Paul Taupin, en su obra «La nueva inquisición», mantiene que «la justicia, al igual que el Papa, es infalible». El juez Marlaska marcando a Otegi -según la prensa- como si se tratara de un partido de fútbol; Laurence LeVert, Garzón, Audiencia Nacional, Tribunal Supremo, TSJPV son pública manifestación de que «su voluntad es la razón» al más puro estilo de Julio César.

Mantengo también con Paul Toupin que «el infalible es tirano», por lógica consecuencia. La tiranía ideológica la convierten inmediatamente en tiranía física, como única manera de doblegar voluntades. Son las detenciones arbitrarias, las penas y cárceles decididas sin argumentos jurídicos. Y de la tiranía física hacen espectáculo público con el fin de que los castigos sean ejemplares: «ved lo que hacemos con los Otegis y De Juanas». Frente a la aceptación de un pensamiento crítico, utilizan la ley como arma destructora del derecho ciudadano a la opinión y al voto.

Ellos, los infalibles, siguen el consejo de Lady Macbeth: «No debilites tu noble fuerza con el pensamiento». Por eso el PSOE, el PP, el PNV precisan una cohorte de desarrapados de la inteligencia que a través de los medios de comunicación intenten hacer ver lo racional de los disparates democráticos. Se precisa una gran habilidad en el manejo de la palabra para justificar racionalmente la utilización de la fuerza bruta por parte del Estado. En Euskal Herria estamos habituados a ellos. Se les conoce sobradamente por la defensa a ultranza de la unidad indisoluble de España; Fundación para la libertad, Covite, Foro de Ermua, Basta ya, Gesto por la Paz, AVT. Pretendidos intelectuales cuyo pensamiento siempre es dócil y sumiso con el poder, de quien esperan recibir prebendas. Pretenden resumir el pensamiento en eslóganes, ocultando así el verdadero sentido de las palabras.

«Decenas de miembros de Aralar, EB, PNV, EA o la coalición Nafarroa Bai no tomaron sus cargos pese al mensaje lanzado por algunas direcciones» (GARA, 2007-6-17).
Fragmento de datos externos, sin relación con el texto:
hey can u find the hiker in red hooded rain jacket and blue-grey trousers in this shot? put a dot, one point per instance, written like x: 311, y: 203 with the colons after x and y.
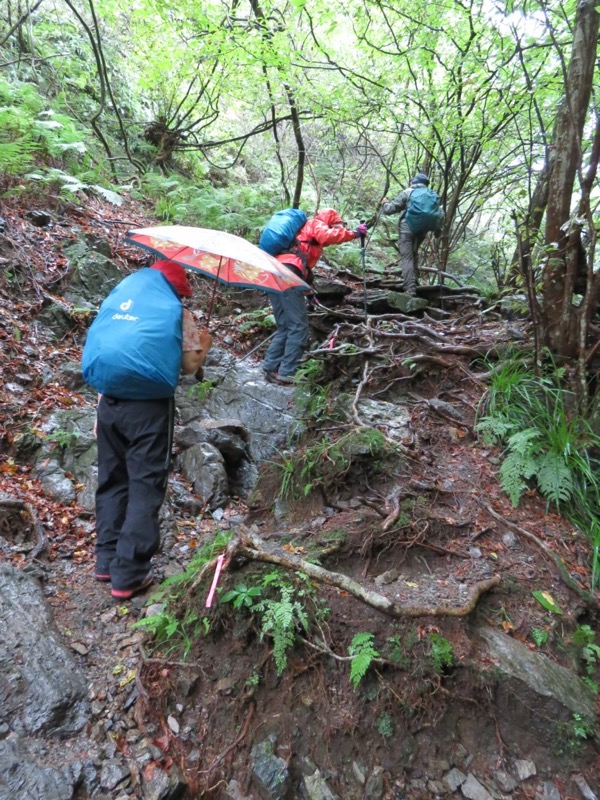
x: 290, y: 340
Con las elecciones y la constitución de los ayuntamientos muchos se van dando cuenta de que la inseguridad de la que hablan los grandes partidos políticos «podía también ser consecuencia de las leyes mal hechas, de decisiones mal tomadas o incluso de disposiciones jurídicas que, aunque fueran técnicamente correctas, son tomadas en instituciones en cuyo seno las libertades esenciales no están suficientemente garantizadas» (Serge Portelli, «Rupturas»).

El peligro de la ley injusta se encuentra en el minuto siguiente, en el momento de la reflexión del ciudadano afectado. Y todavía más en la hora siguiente, en la que el legislador debe cuantificar los desperfectos ocasionados por sus antidemocráticas leyes.

Tal vez estas elecciones enseñen, una vez más, que la infalibilidad del poderoso, por fuerte que sea, se destruye arrebatándole el poder con inteligencia.